Chester porphyria is a disease which is triggered by the consumption of alcohol, tricyclic antidepressants, aluminum hydroxide, and other accumulated drugs which can lead to high risk.
The consequences from surgery, smoking, and metabolic conditions like low sodium levels or hyponatremia are also considered.
Genetics
Prognostic Factors
The mortality rate of Chester porphyria is probably high enough with the majority of patients experiencing morbid symptoms. In the Chester family many members having high blood pressure with chronic kidney disease also got diagnosed. The Chester porphyria-related painful crises can be described as a major source of morbidity in such patients. An analysis of the family’s pedigree shows that 14 people manifested with peripheral motor neuropathy, from which six suffered from bulbar palsy, and the rest of them rather passed away. Chester porphyria is characterized by various severe conditions like:
Hypertension
Renal failure
Intracerebral hemorrhage
Bulbar palsy
Retinal hemorrhage2.
Clinical History
AgeGroup: Symptoms can appear at any age, although they usually do so in adults.
Physical Examination
Skin: Unlike the other porphyria’s, there also are no specific skin lesions or photosensitivities. Nonetheless, there may be chronic signs of solar radiation in other cases.
Neurological Examination: Evaluation of bulbar palsy which is manifested by slurred speech and facial muscle weakness.
Abdomen: Evaluated by the doctor through palpation for tenderness, guarding, or rebound tenderness; these findings will aid in identifying the acute porphyria crises. It is not so common for these clinical symptoms to be associated with Chester porphyria.
Blood Pressure: Measurement for signs of hypertension, a pathology that is mostly associated with Chester porphyria disease.
Age group
Associated comorbidity
Hypertension andrenal illness are typical coexisting conditions in affected families. Certain drugs, drinking alcohol, smoking,having surgery, and having aberrant metabolic processes can all trigger porphyric crises.
Associated activity
Acuity of presentation
Differential Diagnoses
Acute Intermittent Porphyria
Diabetic Ketoacidosis (DKA)
Hereditary Coproporphyria
ALA Dehydratase Deficiency Porphyria
Arsenic Toxicity
Emergent Management of Lead Toxicity
Polyarteritis Nodosa
Laboratory Studies
Imaging Studies
Procedures
Histologic Findings
Staging
Treatment Paradigm
Acute Management of Porphyric Crises: Intravenous administration of heme preparations to suppress hepatic porphyrin synthesis. Symptomatic relief with analgesics, antiemetics, and supportive measures.

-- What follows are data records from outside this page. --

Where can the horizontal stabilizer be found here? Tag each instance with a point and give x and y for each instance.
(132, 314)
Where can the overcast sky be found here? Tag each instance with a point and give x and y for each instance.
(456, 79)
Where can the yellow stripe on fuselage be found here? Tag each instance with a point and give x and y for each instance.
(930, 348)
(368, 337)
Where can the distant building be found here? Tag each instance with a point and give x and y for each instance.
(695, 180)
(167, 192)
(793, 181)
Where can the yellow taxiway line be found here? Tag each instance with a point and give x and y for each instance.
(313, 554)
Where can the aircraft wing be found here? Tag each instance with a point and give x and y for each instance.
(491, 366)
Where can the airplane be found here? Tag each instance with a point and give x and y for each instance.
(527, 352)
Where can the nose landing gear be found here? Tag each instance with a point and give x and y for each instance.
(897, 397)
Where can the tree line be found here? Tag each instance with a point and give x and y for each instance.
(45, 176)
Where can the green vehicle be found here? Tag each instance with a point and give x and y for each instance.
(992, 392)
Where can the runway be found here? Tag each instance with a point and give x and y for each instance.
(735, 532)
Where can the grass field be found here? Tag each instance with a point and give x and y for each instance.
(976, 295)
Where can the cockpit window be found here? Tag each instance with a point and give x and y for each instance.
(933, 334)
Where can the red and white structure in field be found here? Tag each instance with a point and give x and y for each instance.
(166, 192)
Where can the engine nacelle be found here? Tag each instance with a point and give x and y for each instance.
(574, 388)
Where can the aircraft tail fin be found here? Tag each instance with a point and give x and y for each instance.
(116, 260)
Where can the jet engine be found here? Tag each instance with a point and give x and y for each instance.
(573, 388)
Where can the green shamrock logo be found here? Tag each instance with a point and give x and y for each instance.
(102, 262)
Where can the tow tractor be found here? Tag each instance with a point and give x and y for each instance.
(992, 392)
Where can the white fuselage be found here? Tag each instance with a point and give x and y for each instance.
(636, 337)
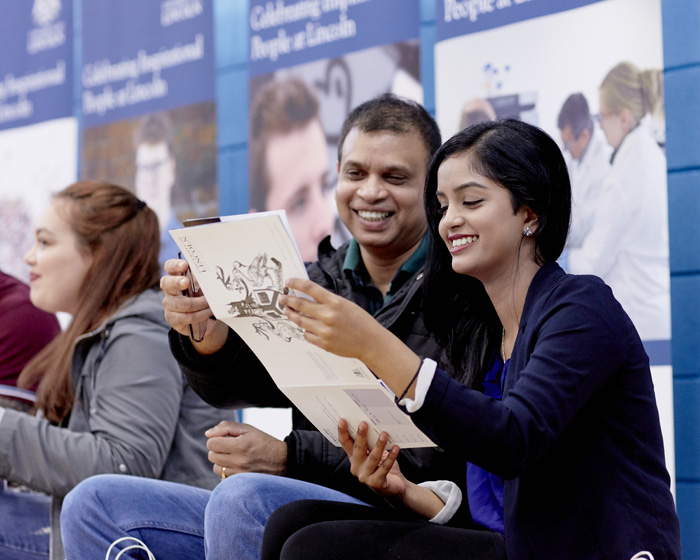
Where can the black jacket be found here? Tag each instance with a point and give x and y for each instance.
(235, 378)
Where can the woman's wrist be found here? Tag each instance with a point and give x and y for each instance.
(422, 501)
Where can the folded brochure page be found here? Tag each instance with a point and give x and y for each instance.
(241, 263)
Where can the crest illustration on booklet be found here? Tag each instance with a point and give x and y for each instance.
(241, 264)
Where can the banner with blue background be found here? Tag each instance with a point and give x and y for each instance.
(459, 17)
(141, 57)
(36, 66)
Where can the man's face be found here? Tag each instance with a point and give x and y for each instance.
(380, 190)
(155, 177)
(575, 146)
(297, 170)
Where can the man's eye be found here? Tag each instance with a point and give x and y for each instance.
(396, 179)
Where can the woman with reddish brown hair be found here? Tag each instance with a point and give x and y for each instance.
(111, 398)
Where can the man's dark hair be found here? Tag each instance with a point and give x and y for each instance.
(389, 112)
(575, 113)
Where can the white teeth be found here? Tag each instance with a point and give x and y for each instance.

Neurological Support: Rehabilitation therapy improves muscle strength and mobility in peripheral motor neuropathy patients, while speech therapy and nutritional support address swallowing difficulties and prevent malnutrition in bulbar palsy patients.
Research and Clinical Trials: Participation in research studies and clinical trials focusing on novel treatment approaches and therapeutic interventions for porphyria disorders, including Chester porphyria.
Dietary modifications: Participating in programs that were designed to help people develop healthy lifestyles by eating nutrient rich, well-balanced food to increase their general wellbeing and health. Advice patients about fasting and strict diets which contained acute porphyria.
 Limit Alcohol Consumption: Cutting down on the amount of alcohol having been established that its intake can plunge me into an acute episode.
Role of Blood components
The tissues and the blood components comprise a group of vital factors in treating Chester porphyria whereby heme preparation is administered during the acute forms of such crises.
Heme Preparations: Heme arginate or hematin (hemin) products are injected intravenously to block the hepatic production of porphyrins in acute forms of neurovisceral attacks. These heme preparations act as a substrate of enzyme ferrochelatase, that results in an increased level of heme in the liver, consequently causing feedback inhibition on delta-aminolevulinic acid synthase, which in turn decreases the porphyrins production.
Hence, the heme preparations is considered effective due to its ability to prevent the build-up of tooxic forms of porphyrin precursors. This subsequently is helpful in reducing situations that can lead to serious abdominal pain, nausea, vomiting, and neurological disturbances often associated with acute porphyric crises
A method of intervention that can be done through a surgical process, in other words a liver transplantation, can be the treatment indicated for Chester porphyria.
Liver transplantation becomes an option in severe cases of AIP and VP, once the standard medical treatment is insufficient to control the symptoms and prevent any more crises.
As Chester porphyria has similar clinical manifestations with AIP and VP, liver transplantation will be considered as a treatment option in extreme and deceasing cases of porphyria Chester.
Liver transplantation is a process of removing the patient ‘s damaged liver and replace it with the perfectly healthy donor ‘s one.
Through this step, a connection to the enzymatic inadequacy that is the lasting reason for increased production of porphyrins at the liver level is created, and therefore, extends the occurrence of an acute porphyria attack.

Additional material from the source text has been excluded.